A: Thank you for this remark suggesting that a better explanation of the datasets should be added to our supplementary materials. In our investigation, we use the VisDA-C dataset, which challenges models with two distinct domain shifts: the simulated shift and the video shift. The simulated shift includes 152,397 3D-rendered images across 12 diverse classes, while the video shift comprises 72,372 YouTube video frames spanning the same categories. This dataset addresses the diversity of imagery types applicable to a model, posing a significant challenge.
Moreover, we evaluate our proposed method on three other datasets: PACS, VLCS, and OfficeHome. These datasets help understand various domain shifts, including texture and style variations. The PACS dataset consists of 9,991 images across four domains (Art, Cartoons, Photos, Sketches) and seven classes. The VLCS dataset contains 10,729 images across four domains (Caltech101, LabelMe, SUN09, VOC2007) and five classes. Lastly, the OfficeHome dataset includes 15,588 images across four domains (Art, Clipart, Product, Real) and 65 classes. Evaluating across these distinct domain shifts showcases the generalizability of our method. These datasets are more representative of real-world scenarios compared to CIFAR, with complex domain shifts.
The paper proposes "Weight Average Test Time Adaptation" (WATT) for VLMs like CLIP, aimed at enhancing their ability to handle domain shifts during inference without retraining. The method leverages multiple text prompt templates to adapt model weights at test time and aggregates predictions using weight averaging to improve performance across datasets with domain shifts, such as CIFAR and VisDA. The results show notable improvements in robustness and generalization without the need for model modifications or additional training.

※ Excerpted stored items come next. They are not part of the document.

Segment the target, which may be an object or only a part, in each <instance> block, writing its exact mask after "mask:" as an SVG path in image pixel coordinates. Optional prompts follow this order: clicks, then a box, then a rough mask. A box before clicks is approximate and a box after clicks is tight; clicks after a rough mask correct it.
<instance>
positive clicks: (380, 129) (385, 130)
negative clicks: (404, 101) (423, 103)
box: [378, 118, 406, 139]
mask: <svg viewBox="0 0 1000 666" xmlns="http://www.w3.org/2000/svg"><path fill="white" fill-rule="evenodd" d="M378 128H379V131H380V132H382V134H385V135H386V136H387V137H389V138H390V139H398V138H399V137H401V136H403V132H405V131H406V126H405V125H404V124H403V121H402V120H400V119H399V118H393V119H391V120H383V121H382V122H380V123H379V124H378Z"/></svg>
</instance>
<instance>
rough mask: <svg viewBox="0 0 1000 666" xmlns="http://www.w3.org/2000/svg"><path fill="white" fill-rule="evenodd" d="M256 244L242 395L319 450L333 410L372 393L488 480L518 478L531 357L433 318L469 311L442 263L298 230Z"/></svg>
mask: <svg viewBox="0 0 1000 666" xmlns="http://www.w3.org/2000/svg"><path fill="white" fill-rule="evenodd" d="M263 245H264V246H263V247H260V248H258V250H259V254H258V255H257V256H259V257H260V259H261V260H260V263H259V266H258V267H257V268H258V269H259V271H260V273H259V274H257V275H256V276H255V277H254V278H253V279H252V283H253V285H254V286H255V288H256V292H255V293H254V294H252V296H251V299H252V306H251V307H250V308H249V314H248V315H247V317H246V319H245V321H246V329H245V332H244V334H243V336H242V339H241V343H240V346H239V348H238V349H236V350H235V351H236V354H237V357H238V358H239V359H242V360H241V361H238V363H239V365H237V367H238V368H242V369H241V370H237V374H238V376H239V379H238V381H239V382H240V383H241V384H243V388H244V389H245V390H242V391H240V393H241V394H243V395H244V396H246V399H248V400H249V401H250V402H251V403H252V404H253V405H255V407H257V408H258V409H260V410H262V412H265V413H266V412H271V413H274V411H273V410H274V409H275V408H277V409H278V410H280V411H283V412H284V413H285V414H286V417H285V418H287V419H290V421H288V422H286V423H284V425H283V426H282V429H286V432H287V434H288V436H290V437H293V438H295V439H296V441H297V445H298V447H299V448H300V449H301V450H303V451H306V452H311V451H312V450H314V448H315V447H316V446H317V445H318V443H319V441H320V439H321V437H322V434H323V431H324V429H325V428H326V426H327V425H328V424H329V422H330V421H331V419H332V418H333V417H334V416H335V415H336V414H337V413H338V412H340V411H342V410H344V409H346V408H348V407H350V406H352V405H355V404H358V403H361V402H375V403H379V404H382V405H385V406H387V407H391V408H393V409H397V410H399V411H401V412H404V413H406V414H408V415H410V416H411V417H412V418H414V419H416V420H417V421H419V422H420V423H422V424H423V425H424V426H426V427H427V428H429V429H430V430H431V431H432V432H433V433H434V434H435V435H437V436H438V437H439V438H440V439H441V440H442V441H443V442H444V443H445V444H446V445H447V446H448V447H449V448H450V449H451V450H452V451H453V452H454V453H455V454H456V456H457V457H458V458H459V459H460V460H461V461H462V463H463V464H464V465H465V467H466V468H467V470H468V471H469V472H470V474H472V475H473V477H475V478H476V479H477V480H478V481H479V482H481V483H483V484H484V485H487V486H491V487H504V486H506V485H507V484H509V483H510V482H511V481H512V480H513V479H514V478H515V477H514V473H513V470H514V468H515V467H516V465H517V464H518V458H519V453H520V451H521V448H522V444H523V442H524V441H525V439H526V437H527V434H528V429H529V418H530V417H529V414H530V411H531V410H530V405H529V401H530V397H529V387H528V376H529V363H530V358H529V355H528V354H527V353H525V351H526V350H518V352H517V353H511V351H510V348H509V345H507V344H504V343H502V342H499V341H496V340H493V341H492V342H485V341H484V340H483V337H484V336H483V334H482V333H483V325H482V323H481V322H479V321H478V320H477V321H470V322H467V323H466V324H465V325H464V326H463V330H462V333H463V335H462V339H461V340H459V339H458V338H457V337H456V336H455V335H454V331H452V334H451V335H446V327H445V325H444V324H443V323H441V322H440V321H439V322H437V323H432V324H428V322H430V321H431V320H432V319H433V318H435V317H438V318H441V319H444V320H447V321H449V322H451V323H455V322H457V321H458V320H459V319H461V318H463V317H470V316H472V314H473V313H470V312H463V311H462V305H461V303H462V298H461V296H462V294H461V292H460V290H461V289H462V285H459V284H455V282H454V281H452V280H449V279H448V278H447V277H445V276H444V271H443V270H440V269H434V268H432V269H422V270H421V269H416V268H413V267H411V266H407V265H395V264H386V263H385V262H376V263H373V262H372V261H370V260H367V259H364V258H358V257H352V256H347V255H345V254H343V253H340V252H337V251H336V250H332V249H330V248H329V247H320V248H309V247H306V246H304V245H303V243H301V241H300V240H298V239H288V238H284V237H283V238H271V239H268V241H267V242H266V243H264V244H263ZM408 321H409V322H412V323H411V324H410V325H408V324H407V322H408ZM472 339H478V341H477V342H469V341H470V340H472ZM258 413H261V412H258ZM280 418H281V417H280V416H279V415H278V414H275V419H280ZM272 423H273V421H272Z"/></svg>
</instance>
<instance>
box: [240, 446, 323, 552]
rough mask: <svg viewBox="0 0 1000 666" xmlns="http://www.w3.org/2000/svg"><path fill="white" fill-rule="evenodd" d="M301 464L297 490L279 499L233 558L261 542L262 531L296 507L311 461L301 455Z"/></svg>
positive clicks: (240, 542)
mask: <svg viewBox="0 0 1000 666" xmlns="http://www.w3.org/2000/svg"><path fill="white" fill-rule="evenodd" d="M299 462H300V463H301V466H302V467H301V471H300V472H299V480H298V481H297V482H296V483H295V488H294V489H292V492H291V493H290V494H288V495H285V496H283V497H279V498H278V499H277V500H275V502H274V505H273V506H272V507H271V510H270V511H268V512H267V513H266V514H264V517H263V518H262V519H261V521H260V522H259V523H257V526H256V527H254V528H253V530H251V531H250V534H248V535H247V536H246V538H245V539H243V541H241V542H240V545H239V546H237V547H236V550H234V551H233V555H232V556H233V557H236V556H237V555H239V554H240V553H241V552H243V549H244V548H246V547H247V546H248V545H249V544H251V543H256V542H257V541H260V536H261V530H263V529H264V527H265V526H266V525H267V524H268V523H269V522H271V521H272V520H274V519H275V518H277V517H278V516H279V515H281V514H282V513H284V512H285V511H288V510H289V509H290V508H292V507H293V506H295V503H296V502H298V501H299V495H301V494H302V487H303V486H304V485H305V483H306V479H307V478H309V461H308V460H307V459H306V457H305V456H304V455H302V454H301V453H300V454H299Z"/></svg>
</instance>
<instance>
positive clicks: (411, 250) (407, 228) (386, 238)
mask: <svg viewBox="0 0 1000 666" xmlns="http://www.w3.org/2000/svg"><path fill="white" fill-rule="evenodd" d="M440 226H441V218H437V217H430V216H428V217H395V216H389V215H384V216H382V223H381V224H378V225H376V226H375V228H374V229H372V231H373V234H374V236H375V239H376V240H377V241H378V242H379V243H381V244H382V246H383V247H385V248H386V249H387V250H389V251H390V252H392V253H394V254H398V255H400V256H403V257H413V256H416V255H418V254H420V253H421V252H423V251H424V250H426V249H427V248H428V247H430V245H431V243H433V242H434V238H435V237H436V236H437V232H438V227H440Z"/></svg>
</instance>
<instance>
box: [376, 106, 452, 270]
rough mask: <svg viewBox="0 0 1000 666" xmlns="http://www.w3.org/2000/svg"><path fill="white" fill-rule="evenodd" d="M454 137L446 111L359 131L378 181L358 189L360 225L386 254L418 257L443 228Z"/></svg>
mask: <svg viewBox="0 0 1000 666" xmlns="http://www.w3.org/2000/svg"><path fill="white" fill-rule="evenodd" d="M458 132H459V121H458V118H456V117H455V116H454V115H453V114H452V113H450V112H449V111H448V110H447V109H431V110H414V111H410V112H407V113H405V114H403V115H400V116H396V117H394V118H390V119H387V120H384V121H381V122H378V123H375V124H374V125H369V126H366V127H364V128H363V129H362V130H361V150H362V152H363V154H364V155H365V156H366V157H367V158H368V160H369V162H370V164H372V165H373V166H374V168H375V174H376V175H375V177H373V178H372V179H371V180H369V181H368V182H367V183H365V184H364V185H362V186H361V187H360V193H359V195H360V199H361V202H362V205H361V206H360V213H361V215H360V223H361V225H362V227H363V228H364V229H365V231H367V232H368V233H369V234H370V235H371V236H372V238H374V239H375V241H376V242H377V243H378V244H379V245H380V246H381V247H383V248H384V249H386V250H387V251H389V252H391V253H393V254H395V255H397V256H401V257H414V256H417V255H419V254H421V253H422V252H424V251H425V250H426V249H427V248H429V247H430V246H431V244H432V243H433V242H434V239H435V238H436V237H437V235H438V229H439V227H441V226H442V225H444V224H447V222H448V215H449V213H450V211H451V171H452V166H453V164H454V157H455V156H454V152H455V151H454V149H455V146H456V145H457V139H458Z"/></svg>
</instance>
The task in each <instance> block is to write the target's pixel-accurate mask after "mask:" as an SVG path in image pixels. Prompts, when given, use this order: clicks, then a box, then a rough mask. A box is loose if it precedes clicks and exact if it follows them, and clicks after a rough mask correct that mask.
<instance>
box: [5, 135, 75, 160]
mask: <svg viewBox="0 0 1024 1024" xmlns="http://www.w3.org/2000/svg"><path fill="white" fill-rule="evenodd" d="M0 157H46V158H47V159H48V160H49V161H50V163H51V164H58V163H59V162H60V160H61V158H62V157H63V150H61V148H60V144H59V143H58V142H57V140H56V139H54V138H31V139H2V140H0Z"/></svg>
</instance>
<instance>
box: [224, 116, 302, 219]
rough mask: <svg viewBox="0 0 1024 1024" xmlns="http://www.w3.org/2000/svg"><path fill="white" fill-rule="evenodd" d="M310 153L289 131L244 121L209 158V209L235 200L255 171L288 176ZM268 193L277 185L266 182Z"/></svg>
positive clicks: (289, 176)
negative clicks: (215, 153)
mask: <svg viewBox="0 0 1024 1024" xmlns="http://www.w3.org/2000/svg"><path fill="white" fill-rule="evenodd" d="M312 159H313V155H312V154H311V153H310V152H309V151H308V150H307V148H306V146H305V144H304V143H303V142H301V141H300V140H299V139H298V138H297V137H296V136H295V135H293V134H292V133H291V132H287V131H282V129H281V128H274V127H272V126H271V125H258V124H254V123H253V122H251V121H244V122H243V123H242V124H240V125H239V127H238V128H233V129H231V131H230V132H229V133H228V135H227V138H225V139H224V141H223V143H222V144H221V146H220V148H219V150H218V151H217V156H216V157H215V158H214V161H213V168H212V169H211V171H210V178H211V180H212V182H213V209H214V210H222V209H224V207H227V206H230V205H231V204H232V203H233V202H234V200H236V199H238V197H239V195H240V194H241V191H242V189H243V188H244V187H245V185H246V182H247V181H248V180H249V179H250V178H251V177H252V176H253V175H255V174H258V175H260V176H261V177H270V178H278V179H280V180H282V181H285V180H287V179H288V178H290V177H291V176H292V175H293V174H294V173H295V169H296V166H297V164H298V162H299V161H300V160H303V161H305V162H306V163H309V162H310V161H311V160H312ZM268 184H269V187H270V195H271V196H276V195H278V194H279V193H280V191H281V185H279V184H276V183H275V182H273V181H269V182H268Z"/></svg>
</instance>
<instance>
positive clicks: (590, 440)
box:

The paper is technically solid and presents a practical approach to improving VLMs under domain shifts without retraining. Despite the limited novelty, the experimental results demonstrate benefits in terms of robustness and generalization, making it a valuable contribution to the test-time adaptation field. While there are some concerns about the breadth of evaluation and computational aspects, the overall impact on the VLMs and TTA subfield justifies its acceptance.